THE inability of the country’s exporters to meet health, safety and marketing standards cost them some $249.7 million in lost opportunities annually, according to a study by a former Dean of the University of the Philippines School of Economics (UPSE).
In a presentation on the first day of the National Food Security Summit on Tuesday, former UPSE Dean Ramon L. Clarete said exporters missed earning $148.8 million from American buyers alone.
Clarete said much of these foregone opportunities represent export earnings from products that were able to reach the destination markets, but were refused entry due to health and other violations.
“We estimated that the country could have exported nearly $250 million more if not for the problems of our readiness to export our products,” Clarete said.
“We were not able to realize those potentials because of some of these problems. Number 1, some of the factors explaining that include our lack of readiness in meeting the food safety and marketing standards of our destination markets. There are many problems in exporting but this is really very cruel,” he explained.
In the US market, Clarete said, the most common violations are adulteration and misbranding. Adulteration is when a product deteriorates in transit or in storage, making it unhealthy for purchase.
Clarete said that in the European Union, aflatoxin contamination is the most common reason behind the refusal of entry for Philippine products. He noted that corn and corn products are prone to aflatoxin contamination.
Other reasons are defective packaging and inadequate temperature control while in transit or storage, he added.
“If we could just focus on meeting those requirements for SPS [sanitary phytosanitary], NTBs [non-tariff barriers], we would have contributed so much in realizing the potential for exports in food and agriculture products,” Clarete said.
These challenges are greater than the comparative advantage of the Philippines in some agriculture products.
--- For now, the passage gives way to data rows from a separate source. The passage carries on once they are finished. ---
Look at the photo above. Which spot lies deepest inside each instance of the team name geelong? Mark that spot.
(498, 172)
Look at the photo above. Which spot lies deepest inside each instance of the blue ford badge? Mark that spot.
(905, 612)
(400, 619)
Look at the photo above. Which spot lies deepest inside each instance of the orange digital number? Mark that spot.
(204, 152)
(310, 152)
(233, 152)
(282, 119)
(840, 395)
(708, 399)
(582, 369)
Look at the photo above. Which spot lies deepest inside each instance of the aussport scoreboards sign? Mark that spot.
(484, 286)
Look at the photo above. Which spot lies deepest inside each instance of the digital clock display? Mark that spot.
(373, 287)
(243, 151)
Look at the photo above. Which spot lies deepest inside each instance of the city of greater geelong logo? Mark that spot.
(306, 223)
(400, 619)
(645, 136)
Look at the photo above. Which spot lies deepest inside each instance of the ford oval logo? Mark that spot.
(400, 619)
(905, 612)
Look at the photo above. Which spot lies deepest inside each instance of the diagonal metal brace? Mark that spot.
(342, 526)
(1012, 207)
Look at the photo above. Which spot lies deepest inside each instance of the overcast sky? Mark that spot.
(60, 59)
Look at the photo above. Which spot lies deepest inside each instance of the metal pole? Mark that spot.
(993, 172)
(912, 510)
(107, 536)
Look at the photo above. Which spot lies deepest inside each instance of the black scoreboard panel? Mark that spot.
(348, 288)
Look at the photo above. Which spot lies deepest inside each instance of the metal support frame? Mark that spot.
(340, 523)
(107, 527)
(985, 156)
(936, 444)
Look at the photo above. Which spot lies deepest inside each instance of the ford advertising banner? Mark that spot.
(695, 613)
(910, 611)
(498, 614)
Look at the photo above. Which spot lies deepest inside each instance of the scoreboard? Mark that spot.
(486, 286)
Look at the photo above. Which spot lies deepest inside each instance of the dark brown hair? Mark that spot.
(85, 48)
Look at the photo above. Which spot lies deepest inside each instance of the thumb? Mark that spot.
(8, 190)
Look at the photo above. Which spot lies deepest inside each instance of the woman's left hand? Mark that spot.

This is measured using the revealed comparative advantage (RCA).
Based on his estimates, the RCA of the country’s Top 20 agriculture exports reached as high as 248.18. Among its top 21 to 40 products, Clarete said the RCA reached as high as 4,381.1, which is the comparative advantage of the Philippines in the export of crabs worldwide.
With the violations and despite the comparative advantage, Clarete said, the tradability of the agriculture sector has shrunk in the past 60 years to only 8 percent in 2019 from 64 percent in 1960.
Starting in 2000, the share of agriculture to exports declined to single digit at 5.2 percent.
Further, the share of agriculture exports to Gross Value Added (GVA) of the sector shrank to only 1.6 percent in 2019 from 33 percent in 1960.
The share of food exports to agriculture GVA also reached the single-digit level in 2000 at 2.2 percent.
Clarete also said the share of agriculture imports to agriculture GVA declined to 1.9 percent in 2019 from 6 percent in 1960.